Les adieux de sir Wiggins

Le dimanche 7 juin prochain, le record de l'heure a de fortes chances de tomber sous les coups de pédales de sir Bradley Wiggins. Le vainqueur du Tour de France 2012 compte ajouter un nouveau fleuron à sa carrière exceptionnelle en s'attaquant à ce record, actuellement détenu par l'Australien Rohan Dennis (52, 491 km, le 8 février). Le 2 mai, à Manchester, son compatriote Alex Dowsett effectuera lui aussi une tentative.
«Le record de l'heure est un Graal pour tous les cyclistes, a rappelé Wiggins, qui souhaite disputer les Jeux de Rio, en 2016, sur la piste.

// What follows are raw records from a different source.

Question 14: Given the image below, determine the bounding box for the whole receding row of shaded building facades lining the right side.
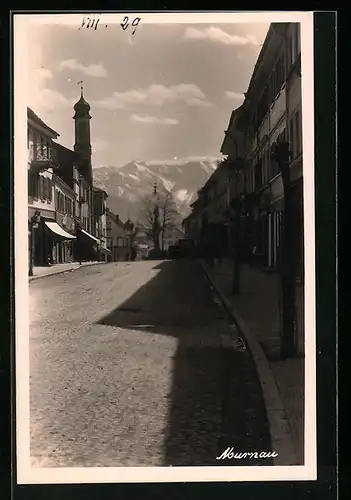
[184,23,303,276]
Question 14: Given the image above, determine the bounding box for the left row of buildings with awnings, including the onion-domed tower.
[27,89,108,275]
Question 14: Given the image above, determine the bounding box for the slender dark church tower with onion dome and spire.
[73,81,93,184]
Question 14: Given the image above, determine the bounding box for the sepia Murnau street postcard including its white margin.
[13,8,317,484]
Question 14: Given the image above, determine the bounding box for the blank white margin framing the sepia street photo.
[13,12,317,484]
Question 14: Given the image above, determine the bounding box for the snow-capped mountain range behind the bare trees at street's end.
[94,157,219,221]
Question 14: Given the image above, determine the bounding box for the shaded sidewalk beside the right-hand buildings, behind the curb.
[202,260,304,464]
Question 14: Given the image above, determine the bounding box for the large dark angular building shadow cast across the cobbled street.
[97,261,271,466]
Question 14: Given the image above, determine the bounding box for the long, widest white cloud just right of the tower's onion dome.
[96,83,210,110]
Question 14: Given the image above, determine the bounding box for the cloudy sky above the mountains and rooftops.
[27,18,269,167]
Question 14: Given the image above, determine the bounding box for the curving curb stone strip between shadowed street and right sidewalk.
[201,264,298,466]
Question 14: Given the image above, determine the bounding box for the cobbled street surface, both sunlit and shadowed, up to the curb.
[30,261,271,467]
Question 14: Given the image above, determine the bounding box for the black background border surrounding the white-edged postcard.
[0,6,338,500]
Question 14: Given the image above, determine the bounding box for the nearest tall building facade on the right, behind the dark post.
[243,23,303,269]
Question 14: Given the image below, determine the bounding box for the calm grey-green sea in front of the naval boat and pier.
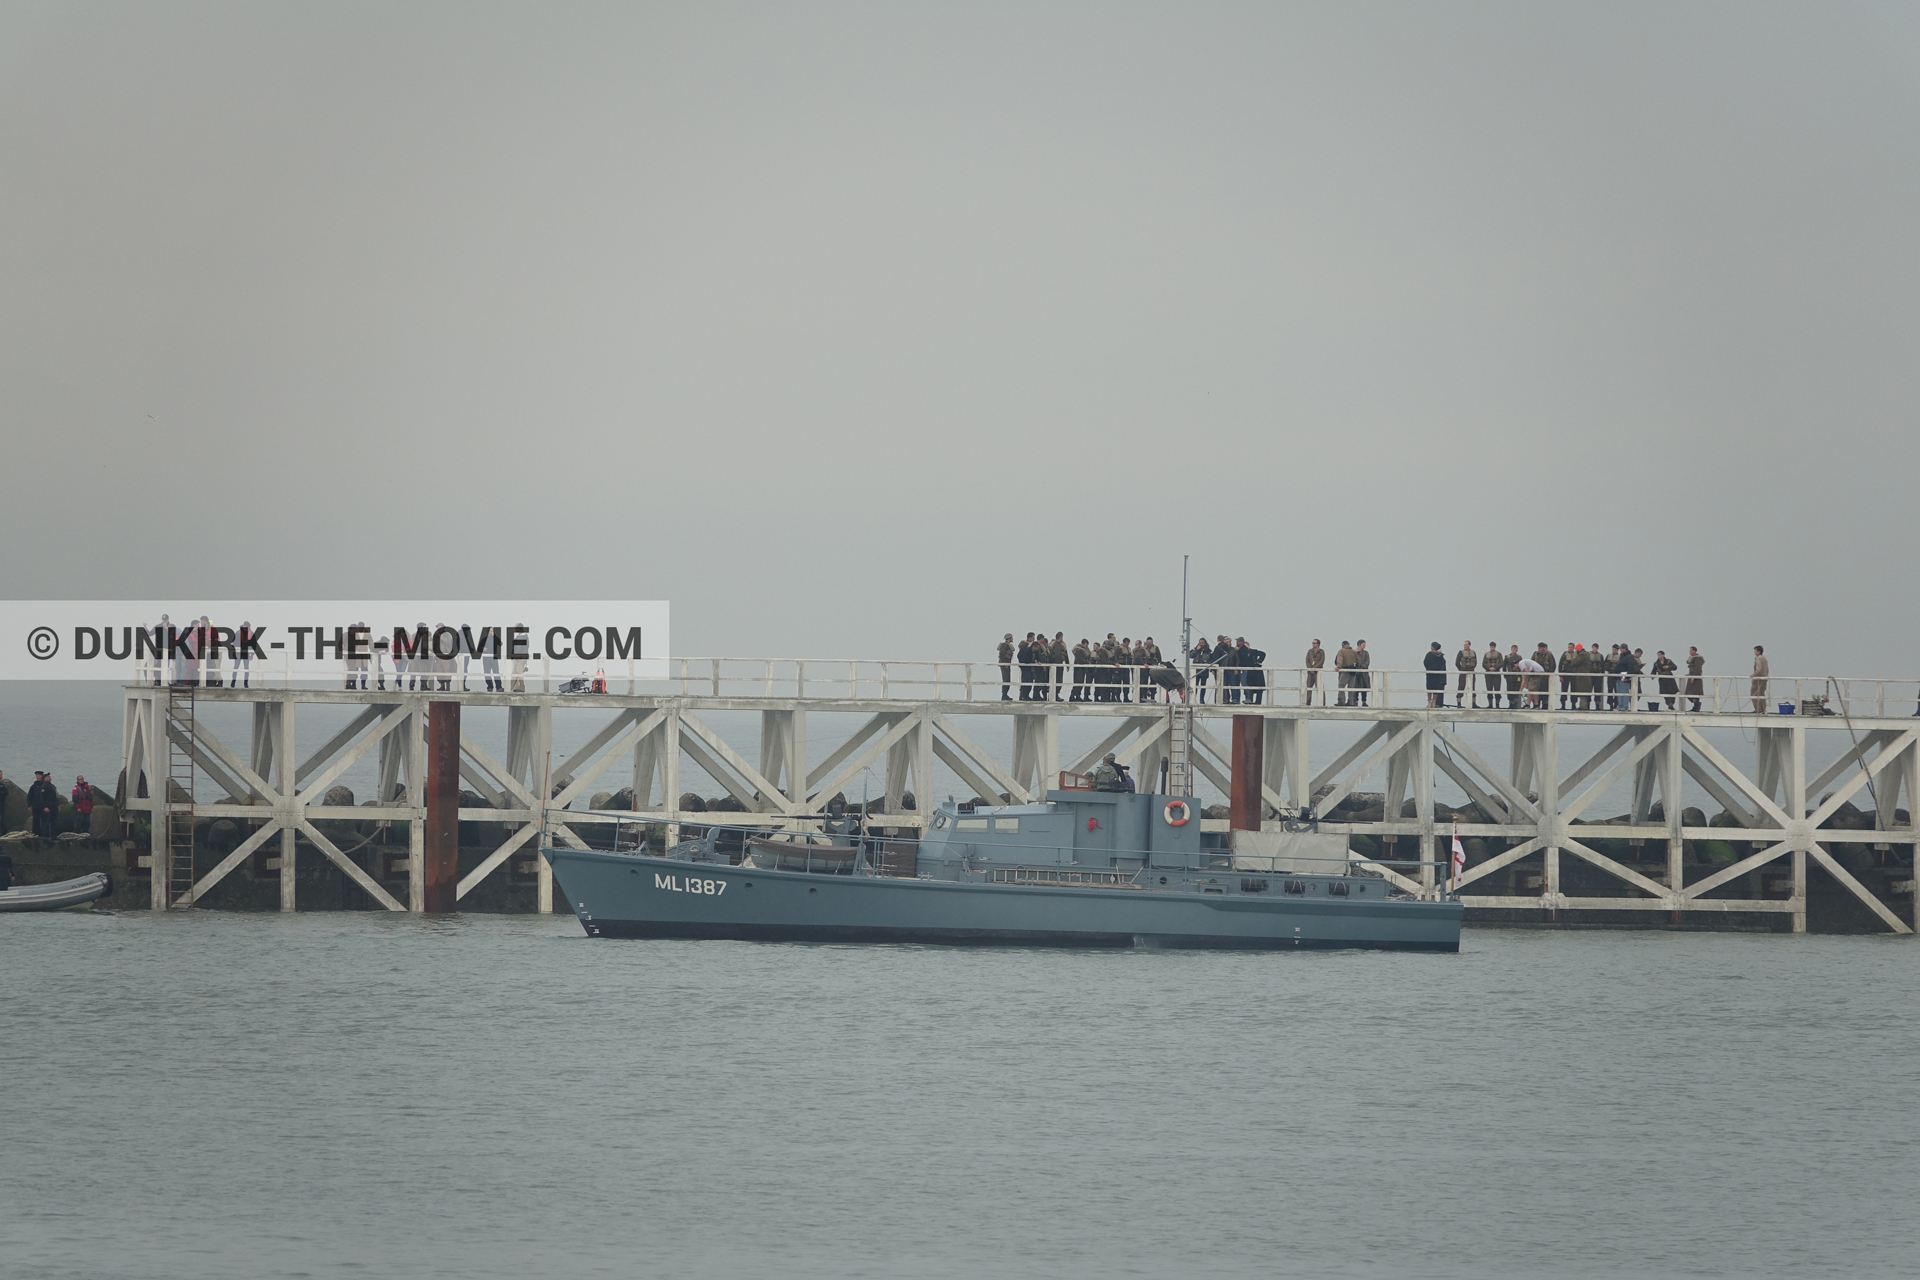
[0,912,1920,1280]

Il a été disputé becs et ongles par les plus grands noms de notre sport pendant plus de cent ans, et il est temps pour moi d'effectuer une tentative.» «Je suis ravi de voir un coureur du calibre de Bradley - un champion olympique et un vainqueur du Tour - attiré par la perspective d'entrer dans la légende du record de l'heure, s'est félicité Brian Cookson, le patron de l'UCI. Je suis impatient de voir ce qu'il peut faire dans un des plus difficiles défis de notre sport.»
Le Britannique a fait ses premiers adieux à la compétition sur route dimanche dernier au terme de la classique Paris-Roubaix, où il s'est classé 18eme. Il n'en devrait pas moins participer au premier Tour du Yorkshire, du 1er au 3 mai, afin d'y présenter sa propre équipe continentale, le Team Wiggins aux couleurs bleu nuit et rouge. En apothéose, il compte décrocher en 2016 la médaille d'or de la poursuite par équipes aux Jeux Olympiques de Rio.